Helping Friends: The Other Gender.

Re: Helping Friends: The Other Gender.

There are many people depending on this woman; it seems that maybe she is the only breadwinner. Being financially tight can place a tremendous amount of stress on a person and it can affect their health and their relationships. That said, if a person helps to alleviate some of that burden by providing financial help, I don’t think it’s a light matter or one that can be dismissed. People will sometimes complain that their loved ones gave them a shoulder to cry on but didn’t offer or lend/give them money, etc. Emotional support can also be provided via phone and email…and I am sure that OP’s fiance already did that…and by wiring her money…he really has done quite a bit.

He’s not being discouraged from flying out to meet this woman. But the OP is asking if she is justified in being concerned and in answering her question…one has to think long-term as well and not just about the current circumstances.

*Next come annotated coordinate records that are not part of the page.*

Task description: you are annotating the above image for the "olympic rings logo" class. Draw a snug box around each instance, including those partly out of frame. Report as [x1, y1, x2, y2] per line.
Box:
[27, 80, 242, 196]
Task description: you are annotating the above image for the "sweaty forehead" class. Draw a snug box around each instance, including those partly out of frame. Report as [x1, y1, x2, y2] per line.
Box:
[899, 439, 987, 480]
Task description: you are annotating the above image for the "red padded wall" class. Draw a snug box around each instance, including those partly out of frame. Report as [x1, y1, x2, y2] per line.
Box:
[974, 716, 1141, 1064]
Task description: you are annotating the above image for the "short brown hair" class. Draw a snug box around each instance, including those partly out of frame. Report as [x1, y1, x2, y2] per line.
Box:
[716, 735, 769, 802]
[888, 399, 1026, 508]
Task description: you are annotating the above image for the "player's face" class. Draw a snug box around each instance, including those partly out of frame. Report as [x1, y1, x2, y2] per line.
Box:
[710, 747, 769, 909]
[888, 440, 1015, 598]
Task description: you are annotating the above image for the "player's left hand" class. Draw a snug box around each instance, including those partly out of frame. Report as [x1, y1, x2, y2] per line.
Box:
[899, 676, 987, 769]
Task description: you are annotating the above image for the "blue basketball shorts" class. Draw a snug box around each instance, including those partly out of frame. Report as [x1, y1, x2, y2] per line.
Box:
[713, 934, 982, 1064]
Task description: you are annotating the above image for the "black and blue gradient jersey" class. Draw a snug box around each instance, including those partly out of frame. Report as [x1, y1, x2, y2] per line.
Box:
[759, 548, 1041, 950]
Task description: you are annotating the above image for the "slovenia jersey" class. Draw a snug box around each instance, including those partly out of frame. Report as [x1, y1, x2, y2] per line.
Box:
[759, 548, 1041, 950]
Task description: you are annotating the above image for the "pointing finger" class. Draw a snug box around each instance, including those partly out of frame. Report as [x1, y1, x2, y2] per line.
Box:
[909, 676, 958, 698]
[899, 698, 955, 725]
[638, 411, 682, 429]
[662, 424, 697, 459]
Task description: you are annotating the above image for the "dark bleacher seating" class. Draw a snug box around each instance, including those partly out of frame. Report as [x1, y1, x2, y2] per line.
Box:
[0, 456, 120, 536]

The woman said that she’s afraid to see her ex because she might explode at him. If her ex is also the father of her other children, then it’s likely that she will have to face him on subsequent occasions in the future. And each time she does so…it may not be possible for a friend to accompany her for emotional support. Yes, she is in pain and while we don’t know the circumstances behind the child’s death…the ex husband is also a parent and also lost a son and is also grieving. It will take time her to heal and when one is feeling vulnerable, it’s easy to become very, very attached to the person you’re seeking support from. And if that starts to come at the expense of your partner and the marriage, that’s when it can get messy and the issue of limits comes up. I didn’t get the impression that the focus is on the assumption that monetary support should be more than enough when helping a friend. The issue is being looked at from a broader perspective taking into account various possibilities and their potential consequences.